На какую-то секунду замешкался Мохов, чуть-чуть у него не сорвалось что-то с языка, но он вовремя спохватился, покрутил косматой головой и ответил:
— Не. На железнодорожном вокзале, у проезжего.
«Фокус не удался», — расстроенно подумал Антон. Мохов разглядел, уловил подсечку и «выплюнул крючок». Попробуй найти теперь этого приезжего «чувака». Скоротечна порою удача ведущего дознание, хотя каждый раз от нее что-то остается. Мохов нервно сжал ладони. Почему он вдруг начал нервничать? Почувствовал, что скользнул по острию, чуть не выдав поставщика «Нашей марки», или вспомнил брошенную в магазине сигаретную пачку?
Чтобы еще больше не насторожить Мохова, Бирюков на всякий случай, подражая Борису Медникову, когда тот очень хотел курить и ни у кого не мог стрельнуть сигаретку, тяжело вздохнул:
— Покурили, хватит. Соловья баснями не кормят. Давайте говорить о деле. Как с магазином было?
Мохов удивленно вылупил глаза:
— Не понимаю, начальник. С каким магазином?

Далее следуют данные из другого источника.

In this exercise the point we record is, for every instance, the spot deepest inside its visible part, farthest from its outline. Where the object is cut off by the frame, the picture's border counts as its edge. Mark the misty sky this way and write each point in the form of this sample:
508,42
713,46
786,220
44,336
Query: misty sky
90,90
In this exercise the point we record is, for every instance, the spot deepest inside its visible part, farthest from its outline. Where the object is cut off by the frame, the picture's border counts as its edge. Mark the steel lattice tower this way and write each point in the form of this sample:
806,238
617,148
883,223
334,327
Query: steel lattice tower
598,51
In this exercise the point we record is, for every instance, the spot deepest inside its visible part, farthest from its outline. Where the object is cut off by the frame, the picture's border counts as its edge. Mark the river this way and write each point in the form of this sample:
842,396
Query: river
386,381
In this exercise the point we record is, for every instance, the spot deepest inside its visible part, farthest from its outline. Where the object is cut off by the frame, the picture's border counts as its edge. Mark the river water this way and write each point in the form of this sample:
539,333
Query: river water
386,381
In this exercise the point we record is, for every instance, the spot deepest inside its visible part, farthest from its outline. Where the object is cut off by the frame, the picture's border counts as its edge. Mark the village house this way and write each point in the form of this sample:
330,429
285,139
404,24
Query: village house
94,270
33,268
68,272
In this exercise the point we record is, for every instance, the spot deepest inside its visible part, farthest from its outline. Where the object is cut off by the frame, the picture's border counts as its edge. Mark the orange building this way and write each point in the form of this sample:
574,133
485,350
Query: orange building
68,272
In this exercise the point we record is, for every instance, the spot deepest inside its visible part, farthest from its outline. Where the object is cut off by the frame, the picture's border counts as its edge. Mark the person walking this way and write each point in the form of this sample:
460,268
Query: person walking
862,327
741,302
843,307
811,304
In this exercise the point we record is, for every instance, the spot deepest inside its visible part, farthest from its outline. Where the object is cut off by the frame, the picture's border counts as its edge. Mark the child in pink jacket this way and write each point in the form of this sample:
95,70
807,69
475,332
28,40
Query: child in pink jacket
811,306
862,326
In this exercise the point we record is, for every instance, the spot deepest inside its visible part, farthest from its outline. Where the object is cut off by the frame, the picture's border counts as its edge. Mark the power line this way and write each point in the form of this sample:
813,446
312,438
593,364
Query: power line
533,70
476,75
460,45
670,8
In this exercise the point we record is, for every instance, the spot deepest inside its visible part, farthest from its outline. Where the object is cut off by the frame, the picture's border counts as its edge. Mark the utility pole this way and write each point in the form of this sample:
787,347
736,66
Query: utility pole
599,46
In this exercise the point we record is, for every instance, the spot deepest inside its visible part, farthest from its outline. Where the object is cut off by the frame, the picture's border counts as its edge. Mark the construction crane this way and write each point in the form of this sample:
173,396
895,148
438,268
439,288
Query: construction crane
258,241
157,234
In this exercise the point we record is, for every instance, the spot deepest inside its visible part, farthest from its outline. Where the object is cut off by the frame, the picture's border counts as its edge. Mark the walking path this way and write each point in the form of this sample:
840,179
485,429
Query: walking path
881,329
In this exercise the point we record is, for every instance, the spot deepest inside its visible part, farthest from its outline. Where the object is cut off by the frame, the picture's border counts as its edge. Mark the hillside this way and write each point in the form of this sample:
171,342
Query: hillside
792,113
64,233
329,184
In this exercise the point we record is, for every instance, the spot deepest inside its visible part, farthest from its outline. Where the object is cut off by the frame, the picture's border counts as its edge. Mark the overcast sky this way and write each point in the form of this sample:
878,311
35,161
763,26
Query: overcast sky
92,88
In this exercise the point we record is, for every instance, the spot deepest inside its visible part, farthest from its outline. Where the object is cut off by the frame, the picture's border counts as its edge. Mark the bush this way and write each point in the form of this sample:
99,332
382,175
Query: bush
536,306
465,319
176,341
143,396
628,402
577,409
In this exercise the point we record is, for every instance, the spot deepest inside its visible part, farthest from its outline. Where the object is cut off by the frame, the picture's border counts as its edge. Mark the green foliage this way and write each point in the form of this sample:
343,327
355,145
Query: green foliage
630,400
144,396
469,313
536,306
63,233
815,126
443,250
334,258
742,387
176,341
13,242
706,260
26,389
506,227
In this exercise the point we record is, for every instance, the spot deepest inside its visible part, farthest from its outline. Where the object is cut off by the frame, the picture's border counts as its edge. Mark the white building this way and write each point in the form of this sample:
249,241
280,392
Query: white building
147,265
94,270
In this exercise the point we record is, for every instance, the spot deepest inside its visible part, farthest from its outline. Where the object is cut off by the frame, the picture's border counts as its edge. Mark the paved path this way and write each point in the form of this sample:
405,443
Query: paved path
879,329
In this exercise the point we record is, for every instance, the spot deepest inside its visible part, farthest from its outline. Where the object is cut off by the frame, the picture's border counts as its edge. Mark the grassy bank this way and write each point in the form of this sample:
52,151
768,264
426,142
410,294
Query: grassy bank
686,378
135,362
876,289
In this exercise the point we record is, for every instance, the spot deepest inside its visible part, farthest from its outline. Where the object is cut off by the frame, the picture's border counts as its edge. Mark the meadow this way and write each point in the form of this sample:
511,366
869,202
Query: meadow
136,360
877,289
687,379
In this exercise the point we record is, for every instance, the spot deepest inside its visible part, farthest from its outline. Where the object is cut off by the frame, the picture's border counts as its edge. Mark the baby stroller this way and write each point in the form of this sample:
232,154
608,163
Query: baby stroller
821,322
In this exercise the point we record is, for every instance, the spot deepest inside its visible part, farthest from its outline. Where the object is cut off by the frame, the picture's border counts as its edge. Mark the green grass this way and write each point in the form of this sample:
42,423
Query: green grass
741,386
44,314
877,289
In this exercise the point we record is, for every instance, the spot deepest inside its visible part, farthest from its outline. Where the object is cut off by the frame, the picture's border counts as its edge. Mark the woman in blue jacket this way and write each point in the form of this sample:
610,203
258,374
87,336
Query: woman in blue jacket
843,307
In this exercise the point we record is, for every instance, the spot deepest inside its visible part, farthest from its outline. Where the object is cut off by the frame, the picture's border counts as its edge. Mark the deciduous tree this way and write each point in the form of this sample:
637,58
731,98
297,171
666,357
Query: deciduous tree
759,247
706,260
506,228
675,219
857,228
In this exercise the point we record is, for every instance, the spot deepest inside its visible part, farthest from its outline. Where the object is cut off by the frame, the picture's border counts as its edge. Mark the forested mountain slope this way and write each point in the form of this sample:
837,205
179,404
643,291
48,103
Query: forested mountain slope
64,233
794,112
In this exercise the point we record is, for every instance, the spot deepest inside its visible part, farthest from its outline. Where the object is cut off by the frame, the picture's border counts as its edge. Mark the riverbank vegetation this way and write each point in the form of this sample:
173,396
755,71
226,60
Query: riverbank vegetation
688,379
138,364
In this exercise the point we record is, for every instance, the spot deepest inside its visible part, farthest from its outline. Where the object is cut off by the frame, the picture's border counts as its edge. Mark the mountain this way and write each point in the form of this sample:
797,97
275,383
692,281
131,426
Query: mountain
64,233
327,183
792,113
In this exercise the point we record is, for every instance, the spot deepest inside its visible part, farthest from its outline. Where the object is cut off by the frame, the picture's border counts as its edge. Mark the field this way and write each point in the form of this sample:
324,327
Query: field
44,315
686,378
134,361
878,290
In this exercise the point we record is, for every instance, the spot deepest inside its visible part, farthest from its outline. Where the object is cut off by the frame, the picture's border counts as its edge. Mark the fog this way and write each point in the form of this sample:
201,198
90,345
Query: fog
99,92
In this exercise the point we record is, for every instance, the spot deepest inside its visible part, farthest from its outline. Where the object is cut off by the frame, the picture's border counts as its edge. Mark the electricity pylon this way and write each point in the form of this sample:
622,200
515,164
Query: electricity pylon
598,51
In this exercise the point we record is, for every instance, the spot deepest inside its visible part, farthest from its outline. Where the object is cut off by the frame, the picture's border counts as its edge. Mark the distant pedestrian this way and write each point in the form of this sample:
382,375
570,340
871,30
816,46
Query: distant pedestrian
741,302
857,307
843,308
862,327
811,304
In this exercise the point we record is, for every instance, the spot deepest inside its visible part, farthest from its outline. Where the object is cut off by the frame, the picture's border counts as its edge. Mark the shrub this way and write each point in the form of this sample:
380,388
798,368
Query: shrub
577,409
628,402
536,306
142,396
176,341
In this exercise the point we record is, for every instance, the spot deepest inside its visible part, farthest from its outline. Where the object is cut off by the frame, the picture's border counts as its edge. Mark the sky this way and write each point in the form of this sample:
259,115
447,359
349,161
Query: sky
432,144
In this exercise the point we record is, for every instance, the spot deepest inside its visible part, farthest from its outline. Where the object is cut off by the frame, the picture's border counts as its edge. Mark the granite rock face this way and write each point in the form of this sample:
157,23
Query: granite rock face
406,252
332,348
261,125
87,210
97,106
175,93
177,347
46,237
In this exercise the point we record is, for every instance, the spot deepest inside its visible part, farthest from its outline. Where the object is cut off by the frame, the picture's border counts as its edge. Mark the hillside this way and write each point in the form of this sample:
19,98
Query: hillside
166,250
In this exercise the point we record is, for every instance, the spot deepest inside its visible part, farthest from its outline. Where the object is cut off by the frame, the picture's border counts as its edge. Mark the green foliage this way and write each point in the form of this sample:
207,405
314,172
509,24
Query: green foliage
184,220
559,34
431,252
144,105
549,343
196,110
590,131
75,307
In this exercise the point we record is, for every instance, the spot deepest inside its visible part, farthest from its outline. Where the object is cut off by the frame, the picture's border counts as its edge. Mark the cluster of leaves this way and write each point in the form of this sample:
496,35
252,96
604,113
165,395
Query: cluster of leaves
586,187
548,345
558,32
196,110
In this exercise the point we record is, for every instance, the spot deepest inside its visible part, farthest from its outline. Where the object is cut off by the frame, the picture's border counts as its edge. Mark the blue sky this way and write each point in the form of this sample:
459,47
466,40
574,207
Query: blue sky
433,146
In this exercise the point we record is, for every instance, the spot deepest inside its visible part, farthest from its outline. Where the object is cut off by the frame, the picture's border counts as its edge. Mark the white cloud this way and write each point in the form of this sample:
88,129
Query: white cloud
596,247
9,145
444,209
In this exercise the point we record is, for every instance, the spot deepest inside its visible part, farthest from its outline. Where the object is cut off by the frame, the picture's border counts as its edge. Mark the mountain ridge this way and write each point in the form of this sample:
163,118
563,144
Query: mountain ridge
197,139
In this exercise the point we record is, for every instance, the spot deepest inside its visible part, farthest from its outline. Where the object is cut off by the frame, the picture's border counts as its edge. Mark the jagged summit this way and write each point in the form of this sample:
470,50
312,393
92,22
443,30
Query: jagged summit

«Чудака решил разыгрывать? Хорошо. Долго не наиграешь. Пойдем с другого хода, посмотрим, чем ответишь», — подумал Антон.
— Если с магазином непонятно, расскажите, каким образом в ваш чемодан попали краденые вещи.
— А-а-а… Так бы сразу начинал. С вещичками и чемоданом, как в сказке: пришел, увидел, скарабчил, — Мохов натянуто улыбнулся. — Не мой это чемоданчик, гражданин начальник. Краденый он, вместе со шмотками.
— Не первый раз с уголовным розыском объясняетесь. Говорите подробней, без уточняющих вопросов. У кого? Когда? Где украли?
— У проезжего, на главном новосибирском вокзале, в воскресенье, — с наигранной лаконичностью отчеканил Мохов и сразу добавил: — Сявка какой-то из деревни подвернулся.